Flexibility in dance is extremely important. It makes it easier for dancers to do tricks like jumps, leg extensions, and more! Flexibility also plays a crucial role in injury prevention. Summer is the perfect time for your dancer to work on their splits. Follow these tips, and come back to dance in the fall with a new skill!
1 | Warm Up!
Warming up before doing any kind of physical activity is a great way to avoid injuries. Take at least 5-10 minutes before to get your blood flowing and your body ready. Start with movement of the arms and legs like jumping jacks, plies, and burpees. Never skip a warm up to prepare your joints and muscles for safe stretching. Don’t forget to breathe through it!
2 | Stretch Regularly
If your dancer is not seeing results, it is probably because they are not consistently stretching. In order to get your splits, you must consistently stretch 4-5 times a week. Hold each stretch for
20-30 seconds and perform all stretches on both sides to maintain balanced flexibility. When
stretching, focus on correct form to avoid injury.
Bonus tip: stretch while watching TV! Use TV time as an opportunity to multitask and work on your goals. It can be easy to get bored when stretching in silence, so having a show on in the background helps to keep your mind occupied.
3 | Assisted Stretching
Assisted stretching is a good option for dancers because it helps you to breathe and relax the
muscle during the stretch.
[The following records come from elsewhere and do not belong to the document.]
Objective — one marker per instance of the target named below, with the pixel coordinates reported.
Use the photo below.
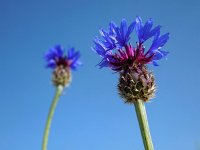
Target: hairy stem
(143, 123)
(59, 90)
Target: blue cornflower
(62, 62)
(57, 56)
(117, 38)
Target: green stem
(143, 123)
(59, 90)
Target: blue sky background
(90, 114)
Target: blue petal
(51, 64)
(130, 29)
(155, 63)
(160, 54)
(99, 48)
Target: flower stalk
(59, 90)
(143, 123)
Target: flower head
(62, 62)
(117, 53)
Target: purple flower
(119, 55)
(115, 38)
(57, 56)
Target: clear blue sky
(90, 115)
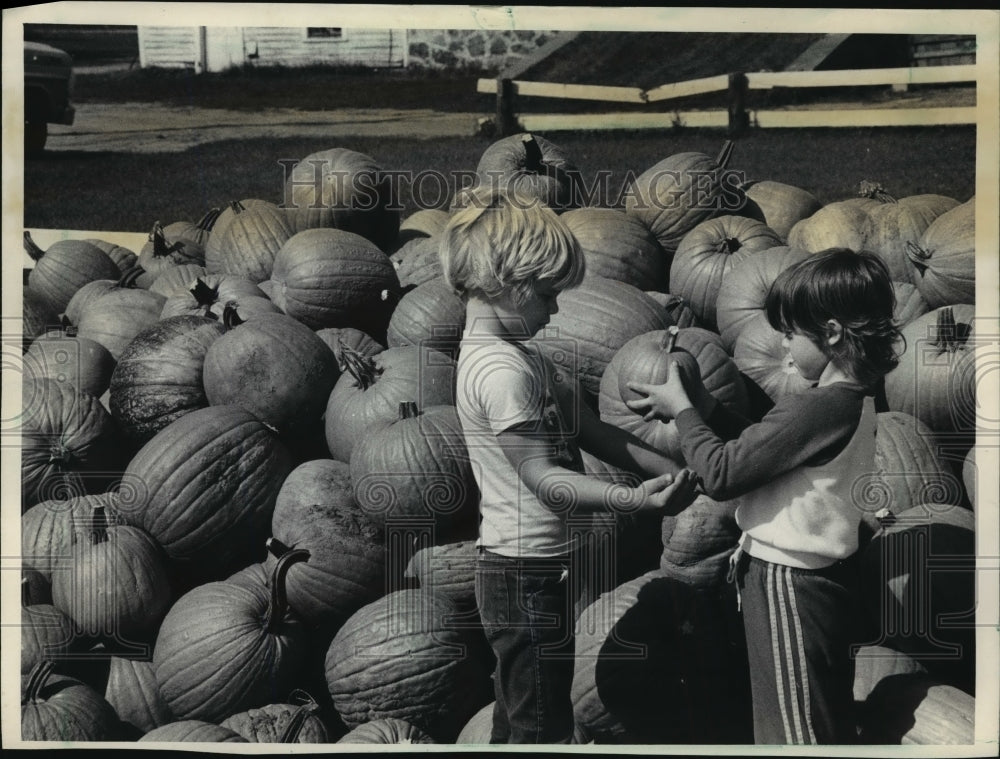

Find a trusted friend or adult and lay on your back with one leg extended to the ceiling and one leg on the floor. Have your friend or adult gently push down on your leg toward your face. Tell them when to stop. You should feel some discomfort, but you should not feel pain. Hold the stretch for 30 seconds and repeat on the other leg. Make sure your hips are squared and not rolling off the floor.
4 | Stretch More Than Your Splits!
If your goal is to get your splits, you won’t get them by strictly stretching only the splits. Going
through a series of different stretches will improve your flexibility in assisting muscles and make
it a lot easier to reach your goal. While you are most likely focused on getting your splits, overall flexibility is important too. Slowly guide your body into every stretch so as to not overstretch and injure yourself. A few good examples of stretches include lunge, quad stretch, half split, seated hamstring stretch, straddle, and half-split.
5 | Be Patient
You won’t get your splits overnight. It’s important to be patient and work toward your goals. If
you stay consistent you will see results faster than you might think. Work hard and believe in
yourself, and you will have your splits in no time!